Transform Your Turf

A team of Yurt Empiricists participated in a workshop at Vivid Ideas – Transform your Turf: A Story-Led Game to Co-Design Public Housing, 8th June, 2013, Museum of Contemporary Art .

This workshop proposed as its starting point the ‘wicked problem’ of public housing eviction, development, and gentrification. ‘What if the answer can be found in a simple game that can be applied to any problem? A fun game that can be downloaded and printed at home, a collaborative game that ignites the greatest power we all have: our imaginence (imagination + intelligence). Could local solutions created by friends and neighbours trigger landslide change?’

Naturally, we were intrigued.

The session was a 90-minute open-design game, drawing on storytelling and experience design. We played in 3 groups: storytellers, prototypers (Tessa Zettel joined this group) and 100% committee (Rebecca Conroy and Alexandra Crosby joined this group), which were each assigned different ways to approach the problem.

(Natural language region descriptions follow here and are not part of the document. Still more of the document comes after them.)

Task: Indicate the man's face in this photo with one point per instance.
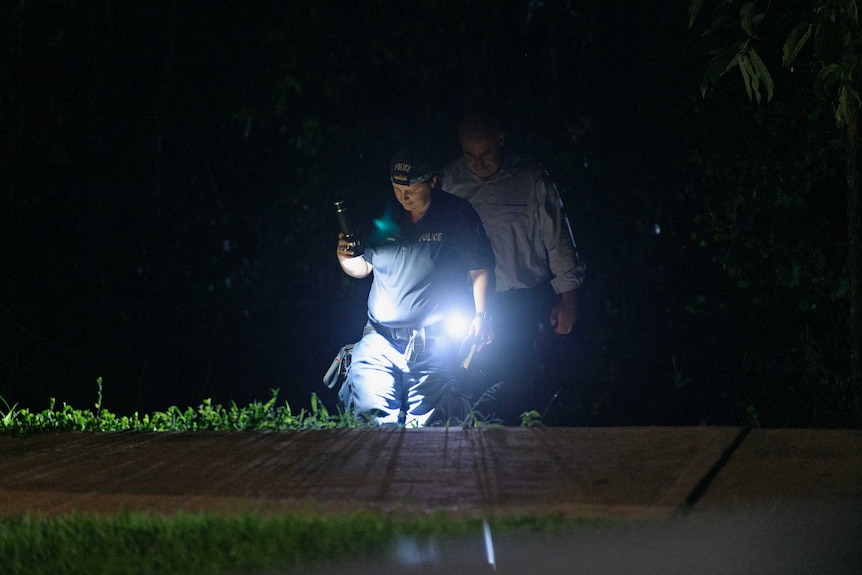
(483, 153)
(415, 198)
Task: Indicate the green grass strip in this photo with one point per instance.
(139, 544)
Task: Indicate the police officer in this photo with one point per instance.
(428, 248)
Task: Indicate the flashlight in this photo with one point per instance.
(346, 228)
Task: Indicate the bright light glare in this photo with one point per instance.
(456, 326)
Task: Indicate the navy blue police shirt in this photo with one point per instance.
(421, 270)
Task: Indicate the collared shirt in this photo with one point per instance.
(422, 269)
(523, 216)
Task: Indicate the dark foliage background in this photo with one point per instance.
(168, 170)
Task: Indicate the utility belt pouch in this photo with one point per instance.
(337, 371)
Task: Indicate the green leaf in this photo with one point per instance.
(724, 60)
(746, 15)
(747, 75)
(761, 73)
(795, 42)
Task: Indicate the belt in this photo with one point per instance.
(413, 338)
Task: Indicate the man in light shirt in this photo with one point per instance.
(537, 266)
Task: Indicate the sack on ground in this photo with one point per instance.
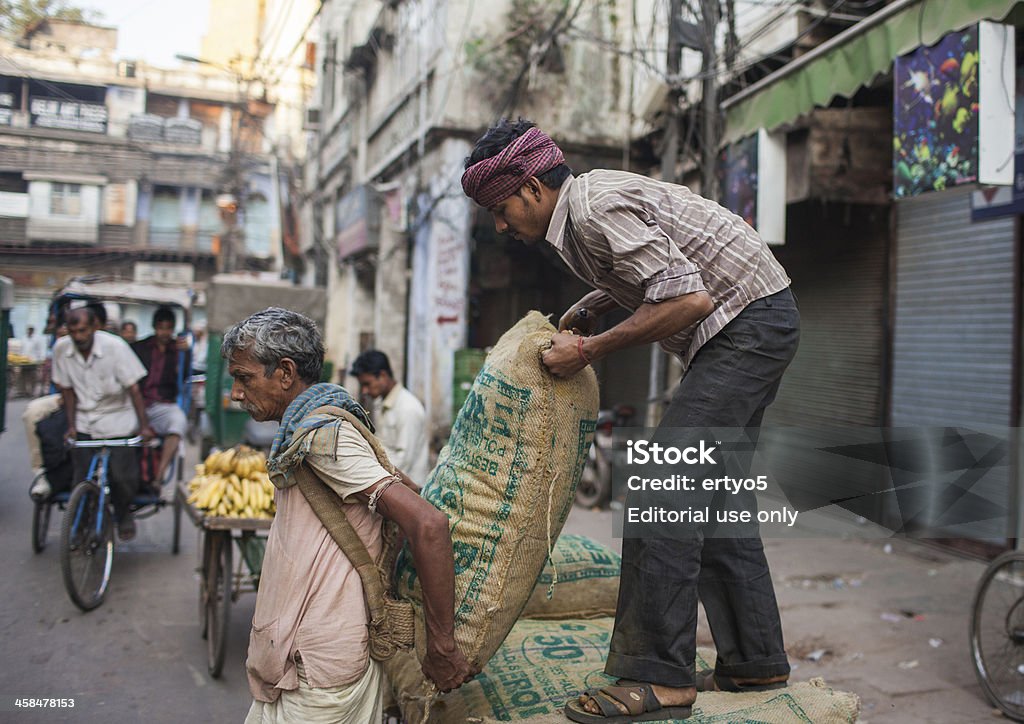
(506, 480)
(543, 664)
(585, 573)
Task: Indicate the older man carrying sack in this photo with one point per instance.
(700, 282)
(309, 649)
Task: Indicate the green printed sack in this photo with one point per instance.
(544, 664)
(506, 480)
(585, 575)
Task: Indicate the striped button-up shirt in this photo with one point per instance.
(642, 241)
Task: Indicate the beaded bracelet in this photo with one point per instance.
(583, 354)
(376, 495)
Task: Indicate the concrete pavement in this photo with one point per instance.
(887, 620)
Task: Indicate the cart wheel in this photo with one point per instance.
(204, 567)
(218, 602)
(996, 634)
(40, 525)
(176, 540)
(86, 554)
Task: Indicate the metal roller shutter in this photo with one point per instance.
(952, 345)
(839, 267)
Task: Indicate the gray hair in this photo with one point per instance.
(273, 334)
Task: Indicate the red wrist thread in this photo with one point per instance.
(583, 355)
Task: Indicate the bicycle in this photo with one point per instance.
(87, 531)
(997, 634)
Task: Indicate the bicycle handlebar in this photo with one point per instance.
(135, 441)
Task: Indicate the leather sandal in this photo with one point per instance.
(636, 697)
(708, 680)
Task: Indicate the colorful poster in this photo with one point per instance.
(738, 178)
(936, 116)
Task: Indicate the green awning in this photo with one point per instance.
(851, 59)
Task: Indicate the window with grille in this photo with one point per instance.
(66, 199)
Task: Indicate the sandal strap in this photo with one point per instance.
(637, 697)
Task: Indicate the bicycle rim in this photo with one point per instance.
(997, 634)
(86, 556)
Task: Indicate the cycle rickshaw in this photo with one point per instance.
(87, 529)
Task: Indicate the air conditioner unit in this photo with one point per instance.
(311, 121)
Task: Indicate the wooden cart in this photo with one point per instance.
(221, 582)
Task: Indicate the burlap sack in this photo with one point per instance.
(542, 665)
(506, 480)
(585, 573)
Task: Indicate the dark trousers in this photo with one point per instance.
(731, 381)
(122, 475)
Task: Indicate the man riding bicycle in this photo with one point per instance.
(166, 360)
(97, 375)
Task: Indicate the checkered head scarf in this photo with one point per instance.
(497, 178)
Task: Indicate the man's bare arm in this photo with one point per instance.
(427, 530)
(71, 410)
(650, 323)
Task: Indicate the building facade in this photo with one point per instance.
(117, 168)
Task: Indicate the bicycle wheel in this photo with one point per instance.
(176, 541)
(218, 601)
(997, 634)
(40, 524)
(86, 553)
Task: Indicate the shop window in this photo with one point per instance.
(66, 199)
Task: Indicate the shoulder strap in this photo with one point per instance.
(326, 505)
(371, 438)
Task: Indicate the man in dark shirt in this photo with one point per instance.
(160, 354)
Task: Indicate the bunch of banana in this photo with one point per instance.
(233, 483)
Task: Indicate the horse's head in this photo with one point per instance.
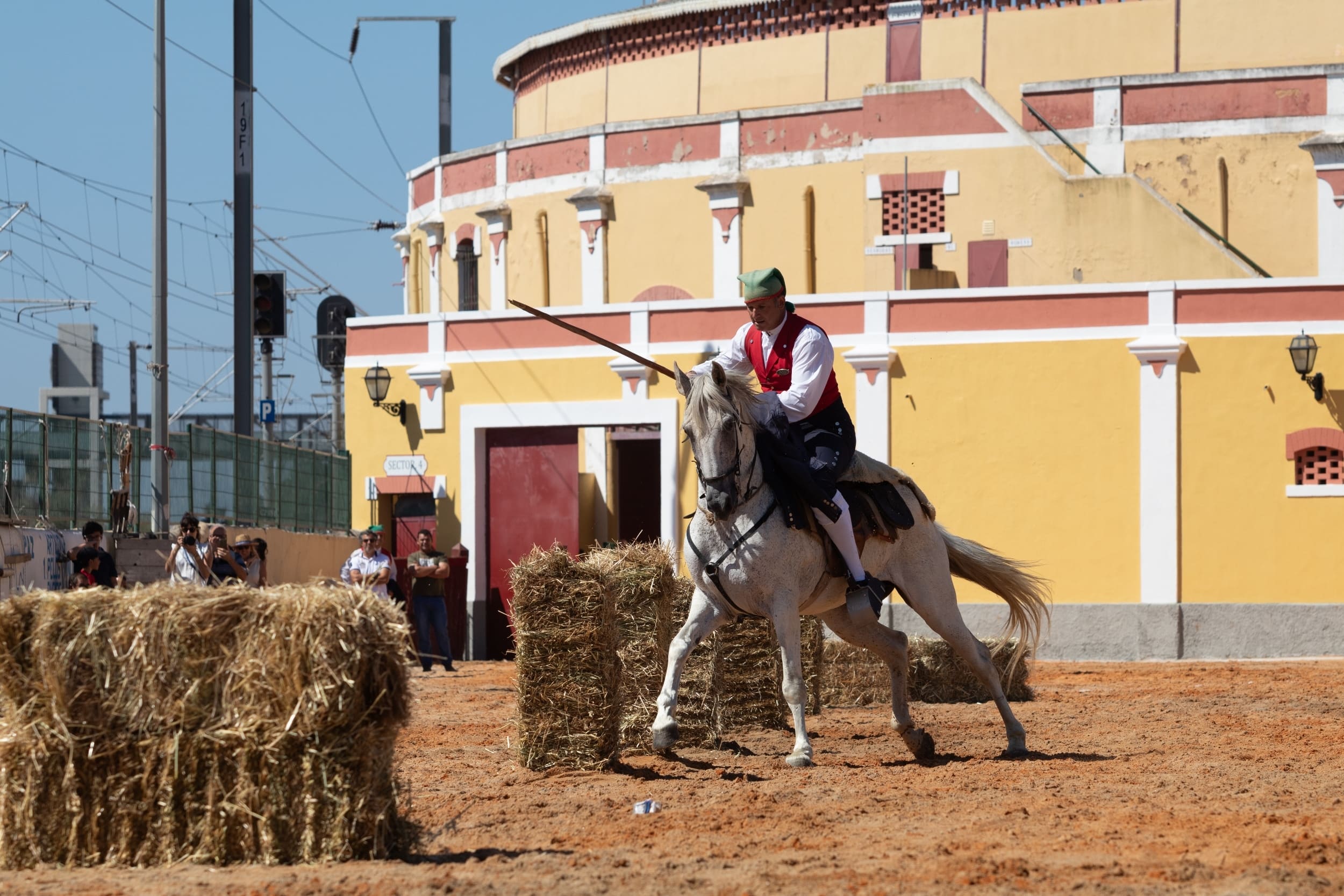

Facilitators, Ele Jansen and Jordan Bryon, were hoping for ‘a collective narrative that explains the solution, so it can be easily explained to outsiders.’ But we struggled with distilling a complex, layered problem (with economics at its centre) into a problem-solution, with a common language for all stakeholders. Yurt Empire has been exploring all the impossibilities for artists in the city, digging, disturbing, uncovering, and translating difficult city concepts, and we have not come up with anything ‘easily explained’. We have come up with a mess of maps and ideas that can be pulled apart, reorientated and designed into something new… but no solution in sight.

You can read about the intentions of the workshop here.

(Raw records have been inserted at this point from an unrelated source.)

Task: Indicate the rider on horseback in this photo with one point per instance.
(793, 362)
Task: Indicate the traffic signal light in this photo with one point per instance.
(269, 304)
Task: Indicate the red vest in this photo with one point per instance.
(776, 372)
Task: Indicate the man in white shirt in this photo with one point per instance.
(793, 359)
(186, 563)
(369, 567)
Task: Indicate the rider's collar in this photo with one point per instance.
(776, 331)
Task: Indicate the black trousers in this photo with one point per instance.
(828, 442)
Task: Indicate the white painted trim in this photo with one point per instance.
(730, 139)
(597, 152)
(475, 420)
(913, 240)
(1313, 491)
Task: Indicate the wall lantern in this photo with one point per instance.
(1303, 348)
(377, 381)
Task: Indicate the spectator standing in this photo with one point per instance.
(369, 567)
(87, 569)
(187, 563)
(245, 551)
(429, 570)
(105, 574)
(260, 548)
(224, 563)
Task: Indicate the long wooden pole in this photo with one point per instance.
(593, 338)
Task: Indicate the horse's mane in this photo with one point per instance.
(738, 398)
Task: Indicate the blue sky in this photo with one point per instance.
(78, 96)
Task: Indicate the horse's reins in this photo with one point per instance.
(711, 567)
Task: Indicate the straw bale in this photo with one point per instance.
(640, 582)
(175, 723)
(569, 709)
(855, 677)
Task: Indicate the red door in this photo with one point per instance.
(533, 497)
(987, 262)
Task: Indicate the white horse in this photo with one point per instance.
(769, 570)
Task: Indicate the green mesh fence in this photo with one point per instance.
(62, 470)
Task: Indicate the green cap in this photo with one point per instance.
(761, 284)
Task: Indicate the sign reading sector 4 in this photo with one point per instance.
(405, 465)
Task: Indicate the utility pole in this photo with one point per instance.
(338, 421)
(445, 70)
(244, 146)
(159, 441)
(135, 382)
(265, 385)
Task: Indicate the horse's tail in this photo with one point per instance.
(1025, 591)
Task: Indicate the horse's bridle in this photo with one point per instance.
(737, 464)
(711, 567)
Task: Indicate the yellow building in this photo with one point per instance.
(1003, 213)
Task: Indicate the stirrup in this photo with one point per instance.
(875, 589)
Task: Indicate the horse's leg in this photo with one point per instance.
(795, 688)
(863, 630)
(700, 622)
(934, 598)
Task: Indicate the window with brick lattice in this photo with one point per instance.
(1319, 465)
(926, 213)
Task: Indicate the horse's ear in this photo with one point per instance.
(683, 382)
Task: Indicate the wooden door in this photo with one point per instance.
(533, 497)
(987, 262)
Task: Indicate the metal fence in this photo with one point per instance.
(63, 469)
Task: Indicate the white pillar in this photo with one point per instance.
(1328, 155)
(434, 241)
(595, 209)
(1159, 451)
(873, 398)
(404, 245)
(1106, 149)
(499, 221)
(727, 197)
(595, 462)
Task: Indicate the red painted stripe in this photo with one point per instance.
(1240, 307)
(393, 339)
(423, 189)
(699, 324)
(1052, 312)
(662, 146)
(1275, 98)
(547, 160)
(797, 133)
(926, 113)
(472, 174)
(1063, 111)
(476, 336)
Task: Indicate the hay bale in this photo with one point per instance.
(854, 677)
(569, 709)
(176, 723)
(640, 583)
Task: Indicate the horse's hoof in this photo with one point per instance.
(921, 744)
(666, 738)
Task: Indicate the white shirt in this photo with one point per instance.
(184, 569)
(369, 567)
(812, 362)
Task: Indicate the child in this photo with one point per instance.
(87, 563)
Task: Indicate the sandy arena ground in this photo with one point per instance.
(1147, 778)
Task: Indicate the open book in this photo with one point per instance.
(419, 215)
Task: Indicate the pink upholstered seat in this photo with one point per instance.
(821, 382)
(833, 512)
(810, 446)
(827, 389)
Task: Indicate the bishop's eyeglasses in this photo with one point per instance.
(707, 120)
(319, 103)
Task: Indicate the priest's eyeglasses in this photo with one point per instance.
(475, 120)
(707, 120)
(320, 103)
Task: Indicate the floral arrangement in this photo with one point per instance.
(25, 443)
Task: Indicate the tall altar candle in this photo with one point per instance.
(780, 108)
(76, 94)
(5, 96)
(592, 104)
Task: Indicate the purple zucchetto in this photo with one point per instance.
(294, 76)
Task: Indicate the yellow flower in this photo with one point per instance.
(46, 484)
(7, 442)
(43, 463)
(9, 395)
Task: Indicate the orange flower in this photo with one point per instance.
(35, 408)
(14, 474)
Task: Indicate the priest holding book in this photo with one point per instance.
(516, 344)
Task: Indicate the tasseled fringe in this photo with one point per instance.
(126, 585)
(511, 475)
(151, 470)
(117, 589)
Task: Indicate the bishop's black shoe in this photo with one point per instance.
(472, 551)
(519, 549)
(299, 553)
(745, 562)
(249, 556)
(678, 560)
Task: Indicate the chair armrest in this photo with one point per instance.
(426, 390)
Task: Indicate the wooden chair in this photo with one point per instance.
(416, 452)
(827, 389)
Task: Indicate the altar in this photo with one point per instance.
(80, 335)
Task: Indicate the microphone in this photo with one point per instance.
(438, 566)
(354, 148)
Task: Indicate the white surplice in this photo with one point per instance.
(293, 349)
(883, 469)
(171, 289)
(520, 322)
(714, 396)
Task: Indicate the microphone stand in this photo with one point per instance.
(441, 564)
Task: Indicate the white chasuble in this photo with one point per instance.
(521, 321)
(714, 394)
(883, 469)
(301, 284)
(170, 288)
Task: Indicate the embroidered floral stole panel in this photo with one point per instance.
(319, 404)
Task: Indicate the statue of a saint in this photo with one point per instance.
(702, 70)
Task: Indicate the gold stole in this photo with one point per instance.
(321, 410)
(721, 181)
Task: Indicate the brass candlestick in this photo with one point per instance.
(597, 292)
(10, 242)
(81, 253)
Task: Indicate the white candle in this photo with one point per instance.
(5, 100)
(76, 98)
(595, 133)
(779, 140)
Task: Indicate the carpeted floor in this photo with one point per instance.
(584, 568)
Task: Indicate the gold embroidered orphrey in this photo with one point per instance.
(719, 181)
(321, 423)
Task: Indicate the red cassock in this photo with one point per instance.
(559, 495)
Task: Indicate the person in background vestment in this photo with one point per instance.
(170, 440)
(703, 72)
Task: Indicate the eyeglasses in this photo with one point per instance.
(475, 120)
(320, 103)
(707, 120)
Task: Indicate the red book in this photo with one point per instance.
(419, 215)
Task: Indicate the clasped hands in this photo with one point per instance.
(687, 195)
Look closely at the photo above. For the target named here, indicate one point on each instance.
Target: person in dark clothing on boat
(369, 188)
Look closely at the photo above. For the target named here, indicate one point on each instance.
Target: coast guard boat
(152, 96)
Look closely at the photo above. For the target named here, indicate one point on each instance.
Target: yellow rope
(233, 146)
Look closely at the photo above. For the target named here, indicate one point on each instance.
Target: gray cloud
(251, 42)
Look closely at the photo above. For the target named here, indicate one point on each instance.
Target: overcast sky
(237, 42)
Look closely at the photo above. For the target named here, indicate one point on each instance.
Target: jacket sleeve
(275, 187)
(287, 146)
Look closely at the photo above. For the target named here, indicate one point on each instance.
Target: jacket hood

Yurt Empire has also been experimenting with how games can help us develop our collaborative practice. We recently attempted to play the ‘Game of Global Futures’, designed by anthropologists Anna Tsing and Elizabeth Pollman for a book titled ‘Histories of the Future’ (http://www.dukeupress.edu/Catalog/ViewProduct.php?productid=5718). It is a really great read. Many educators interested in encouraging students to think about the collaborations involved in social change use this format, see Eben Kirksey’s class try it here. Yurt Empire played the ‘Game of Global Futures’ with a focus on agents of change in Sydney’s urban development. It was slow, slightly confusing, and quite hilarious.

We are still working out how games can be applied to the problems we want to tease out.  We are not convinced that a format as open as ‘Transform Your Turf’ really considers enough the cheaters and rules and winners and losers (and we are not sold on words like ‘imaginence’). But we still wanna play: ‘Game of Homes’ has just begun!